Sunday, August 1, 2010

Ch-Ch- Ch-Changes

August 1st.
The month of August has always brought mixed feelings for me. It's still summer, but the days are numbered until school starts. There's a sense of urgency as each day passes and the countdown begins. The sun already begins to set earlier, and the energetic heat of July evolves into a more relaxed, hazy air.
My younger brother has begun the race to finish his 4 summer reading books before the start of school. My sister has already started back-to-school shopping and collecting new things for her dorm. Today, one of my good friends left for med school, and another good friend left to move into her new apartment and start working in New York.
Things are changing. The weather, the length of days, the places people live, and the things they do. And yet I feel stuck in this vacuum of the unknown. It is very strange and discomforting to see everyone picking up, moving around, and starting new lives. People are preparing to go back to school, and I am preparing for...I have no idea.
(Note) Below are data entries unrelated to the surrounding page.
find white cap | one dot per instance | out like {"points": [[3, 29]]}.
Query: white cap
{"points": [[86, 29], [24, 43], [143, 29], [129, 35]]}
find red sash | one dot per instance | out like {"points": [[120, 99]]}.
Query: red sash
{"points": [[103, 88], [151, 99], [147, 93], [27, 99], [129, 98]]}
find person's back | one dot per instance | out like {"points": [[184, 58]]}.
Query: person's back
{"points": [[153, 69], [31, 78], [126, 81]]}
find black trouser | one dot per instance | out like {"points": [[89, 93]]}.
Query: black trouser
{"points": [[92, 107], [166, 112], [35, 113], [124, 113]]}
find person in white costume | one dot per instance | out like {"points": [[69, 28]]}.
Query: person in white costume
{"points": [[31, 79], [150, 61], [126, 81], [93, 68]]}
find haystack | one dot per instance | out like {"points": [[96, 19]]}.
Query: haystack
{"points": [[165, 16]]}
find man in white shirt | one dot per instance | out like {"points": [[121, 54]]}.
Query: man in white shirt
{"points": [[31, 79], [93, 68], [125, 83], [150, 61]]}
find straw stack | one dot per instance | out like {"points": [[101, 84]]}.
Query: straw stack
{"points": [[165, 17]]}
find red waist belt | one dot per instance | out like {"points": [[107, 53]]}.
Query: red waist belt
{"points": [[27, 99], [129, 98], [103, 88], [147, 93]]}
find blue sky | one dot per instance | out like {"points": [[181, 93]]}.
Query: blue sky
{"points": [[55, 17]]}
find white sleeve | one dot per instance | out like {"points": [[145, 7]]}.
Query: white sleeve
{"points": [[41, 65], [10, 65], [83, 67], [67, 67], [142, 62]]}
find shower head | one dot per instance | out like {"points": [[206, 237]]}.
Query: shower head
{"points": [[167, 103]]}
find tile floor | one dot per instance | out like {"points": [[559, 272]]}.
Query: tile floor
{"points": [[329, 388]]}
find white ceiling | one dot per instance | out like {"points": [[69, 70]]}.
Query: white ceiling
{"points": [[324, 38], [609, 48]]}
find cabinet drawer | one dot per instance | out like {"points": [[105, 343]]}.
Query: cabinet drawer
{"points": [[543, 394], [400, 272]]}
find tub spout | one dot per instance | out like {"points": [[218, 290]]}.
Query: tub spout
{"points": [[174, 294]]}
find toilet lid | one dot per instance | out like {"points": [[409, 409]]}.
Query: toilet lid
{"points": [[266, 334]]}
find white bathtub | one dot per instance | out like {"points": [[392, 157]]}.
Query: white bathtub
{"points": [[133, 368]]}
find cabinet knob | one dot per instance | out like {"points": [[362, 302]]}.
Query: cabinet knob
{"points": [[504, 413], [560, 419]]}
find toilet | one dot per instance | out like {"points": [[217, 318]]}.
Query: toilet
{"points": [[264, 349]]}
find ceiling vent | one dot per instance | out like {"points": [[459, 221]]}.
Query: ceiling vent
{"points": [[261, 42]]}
I always look forward to the fall as a time for new beginnings, fresh starts, and exciting changes. But now that it's August, I feel that sense of urgency around me, but not within me. People are bracing themselves for a new school year, a new life, but I have no idea where I will be or what I will do in the coming months.
I am not the type of person who does well with the unknown. I like to have a plan. I like to know what I'm doing tomorrow and 2 months from now. But so much is out of my control right now. I am trying as hard as I can to find a job, but I cannot control this economy and the lack of opportunities out there. It drives me CRAZY when I send out 10 emails a day, and hear back from every single person that there are no job openings now.
But maybe my new beginning and my changes for fall won't be in the form of a new apartment or a new job. Maybe my new beginning will be more abstract: a different way of thinking. Coming to accept the unknown, giving up control over every aspect of my life, and being excited by not knowing where I will be tomorrow or 2 months from now. Who knows if I'll actually be able to change my outlook, but it's worth a shot!